As mentioned, the multi-view images are labeled with geometry information. The geometry information may include an indication of one or more geometrical shapes in the image. For example, the geometrical 3D shape of one or more objects in the image may be labeled. Of course, the multi-view images may also be labeled with other information, such as viewpoint, depth, object classifications, camera parameters, etc. In an embodiment, the multi-view images in the 3D dataset may not be labeled with texture information.

The 3D dataset may be accessed from a repository. The repository may be locally or remotely stored with respect to the computer system performing the method 100. In an embodiment, the 3D dataset may be publicly available online.

In operation 106, the 2D dataset and the 3D dataset are jointly used to train a machine learning model to generate a 3D content given an input 2D image. With respect to the present embodiment, the 3D content is a 3D representation of a scene, object, etc. depicted in the input 2D image. The 3D representation may be a triplane, volume grid, feature point cloud, or implicit representation, for example. The 3D content may be structured such that 2D views of the 3D content may be capable of being generated.

In an embodiment, the given input 2D image may be a single 2D image. In other words, the machine learning model may be trained such that the 3D content can be generated from only a single input 2D image. The input 2D image may be an in-the-wild image or a synthetic image.

The machine learning model that is trained using both the 2D dataset and the 3D dataset refers to any type of machine learning model that is trainable to generate 3D content given an input 2D image. In an embodiment, the machine learning model may be a generative machine learning model. In an embodiment, the machine learning model may include one or more components that are trainable using the 2D dataset and the 3D dataset. For example, the machine learning model may include a trainable encoder, as described in more detail below.

With respect to the present embodiment, jointly using the 2D dataset and the 3D dataset to train the machine learning model refers to training the same machine learning model on both the 2D dataset and the 3D dataset. In an embodiment, the training may be semi-supervised. By jointly using the 2D dataset and the 3D dataset to train the machine learning model, the model may be trained on both the textures from the 2D dataset and the geometries of the 3D dataset. This may improve the texture and geometry of any 3D content generated by the model. In an embodiment, jointly using the 2D dataset and the 3D dataset to train the machine learning model may include first training the machine learning model using the 3D dataset and second training the machine learning using the 2D dataset.
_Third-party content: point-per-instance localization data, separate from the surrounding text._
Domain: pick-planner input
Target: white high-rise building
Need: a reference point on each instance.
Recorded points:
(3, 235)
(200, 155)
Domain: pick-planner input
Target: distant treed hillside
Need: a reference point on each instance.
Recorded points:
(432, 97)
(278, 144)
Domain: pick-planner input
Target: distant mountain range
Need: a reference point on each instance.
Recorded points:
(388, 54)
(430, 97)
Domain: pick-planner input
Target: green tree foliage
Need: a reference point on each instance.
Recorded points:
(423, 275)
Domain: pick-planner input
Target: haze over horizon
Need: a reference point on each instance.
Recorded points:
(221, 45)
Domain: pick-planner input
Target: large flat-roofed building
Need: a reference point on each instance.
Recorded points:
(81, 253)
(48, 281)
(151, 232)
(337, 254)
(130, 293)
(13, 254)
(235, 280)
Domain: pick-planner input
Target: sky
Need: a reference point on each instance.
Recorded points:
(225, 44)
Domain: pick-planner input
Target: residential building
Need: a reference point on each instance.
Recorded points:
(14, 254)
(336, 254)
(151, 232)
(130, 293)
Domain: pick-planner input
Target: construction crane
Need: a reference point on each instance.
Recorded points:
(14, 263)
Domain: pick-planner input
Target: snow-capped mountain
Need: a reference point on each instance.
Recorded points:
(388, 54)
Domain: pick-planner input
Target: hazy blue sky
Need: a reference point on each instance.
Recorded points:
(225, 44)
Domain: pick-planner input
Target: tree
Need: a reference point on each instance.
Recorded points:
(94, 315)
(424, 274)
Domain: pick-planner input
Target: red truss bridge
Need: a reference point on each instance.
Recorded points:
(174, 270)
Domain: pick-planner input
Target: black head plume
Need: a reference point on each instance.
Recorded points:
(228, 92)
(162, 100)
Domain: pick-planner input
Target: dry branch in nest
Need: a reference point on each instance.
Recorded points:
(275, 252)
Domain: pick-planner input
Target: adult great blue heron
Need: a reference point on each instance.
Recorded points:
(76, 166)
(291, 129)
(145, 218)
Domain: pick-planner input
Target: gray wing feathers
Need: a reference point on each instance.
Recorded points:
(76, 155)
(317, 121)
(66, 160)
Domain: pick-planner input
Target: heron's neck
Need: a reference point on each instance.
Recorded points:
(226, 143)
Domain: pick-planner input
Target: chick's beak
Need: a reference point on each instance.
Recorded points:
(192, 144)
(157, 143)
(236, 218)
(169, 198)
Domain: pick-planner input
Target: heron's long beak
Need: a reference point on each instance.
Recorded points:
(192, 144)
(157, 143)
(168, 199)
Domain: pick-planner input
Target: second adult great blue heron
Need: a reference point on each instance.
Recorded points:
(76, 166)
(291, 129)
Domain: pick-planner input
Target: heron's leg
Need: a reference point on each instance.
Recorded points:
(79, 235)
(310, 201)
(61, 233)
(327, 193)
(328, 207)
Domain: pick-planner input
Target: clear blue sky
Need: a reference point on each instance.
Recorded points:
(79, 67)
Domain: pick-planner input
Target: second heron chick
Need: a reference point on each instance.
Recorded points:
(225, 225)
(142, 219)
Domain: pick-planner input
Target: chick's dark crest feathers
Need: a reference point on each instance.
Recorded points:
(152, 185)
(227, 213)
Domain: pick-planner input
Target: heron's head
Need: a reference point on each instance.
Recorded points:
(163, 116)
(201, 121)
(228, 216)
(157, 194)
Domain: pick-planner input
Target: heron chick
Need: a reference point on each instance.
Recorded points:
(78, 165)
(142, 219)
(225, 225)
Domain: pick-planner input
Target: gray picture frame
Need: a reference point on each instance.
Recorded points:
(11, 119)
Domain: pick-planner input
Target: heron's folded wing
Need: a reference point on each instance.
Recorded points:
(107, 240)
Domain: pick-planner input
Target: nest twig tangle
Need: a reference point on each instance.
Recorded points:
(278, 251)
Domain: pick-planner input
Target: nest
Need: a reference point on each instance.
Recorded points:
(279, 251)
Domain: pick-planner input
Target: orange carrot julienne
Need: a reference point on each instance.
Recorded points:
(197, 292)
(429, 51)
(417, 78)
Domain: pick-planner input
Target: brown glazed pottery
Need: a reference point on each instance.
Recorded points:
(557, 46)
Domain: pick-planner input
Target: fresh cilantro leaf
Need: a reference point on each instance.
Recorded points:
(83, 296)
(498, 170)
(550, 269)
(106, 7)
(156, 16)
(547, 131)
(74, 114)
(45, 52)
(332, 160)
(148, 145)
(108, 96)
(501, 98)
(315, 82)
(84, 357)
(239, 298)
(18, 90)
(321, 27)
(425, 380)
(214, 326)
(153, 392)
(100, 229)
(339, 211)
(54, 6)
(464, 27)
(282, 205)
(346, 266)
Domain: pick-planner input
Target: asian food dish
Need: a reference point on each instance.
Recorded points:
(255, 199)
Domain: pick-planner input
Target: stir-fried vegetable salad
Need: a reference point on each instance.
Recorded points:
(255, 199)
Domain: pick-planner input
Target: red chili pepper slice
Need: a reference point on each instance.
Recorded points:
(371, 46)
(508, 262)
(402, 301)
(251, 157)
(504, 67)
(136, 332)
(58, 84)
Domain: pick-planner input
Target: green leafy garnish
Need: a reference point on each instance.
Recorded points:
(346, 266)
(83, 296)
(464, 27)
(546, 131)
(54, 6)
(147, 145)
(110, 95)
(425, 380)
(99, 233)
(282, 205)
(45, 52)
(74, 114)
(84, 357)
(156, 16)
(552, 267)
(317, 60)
As mentioned above, an encoder may be shared during the training of the machine learning model using the 2D dataset and the 3D dataset. In an embodiment, during the training of the machine learning model using the 3D dataset the encoder may generate a 3D representation of an input image from the 3D dataset. In an embodiment, during the training of the machine learning model using the 2D dataset the encoder may generate a 3D representation of an input image from the 2D dataset.

In a further embodiment, a renderer of the model may be shared during the training of the machine learning model using the 2D dataset and the 3D dataset. In an embodiment, during the training of the machine learning model using the 3D dataset the renderer may convert the 3D representation of the input image from the 3D dataset into a first set of 2D renderings using viewpoints from the 3D dataset. In an embodiment, during the training of the machine learning model using the 2D dataset the renderer may convert the 3D representation of the input image from the 2D dataset into a second set of 2D renderings that includes a reconstructed view of the input image from the 2D dataset and a novel view of the input image from the 2D dataset.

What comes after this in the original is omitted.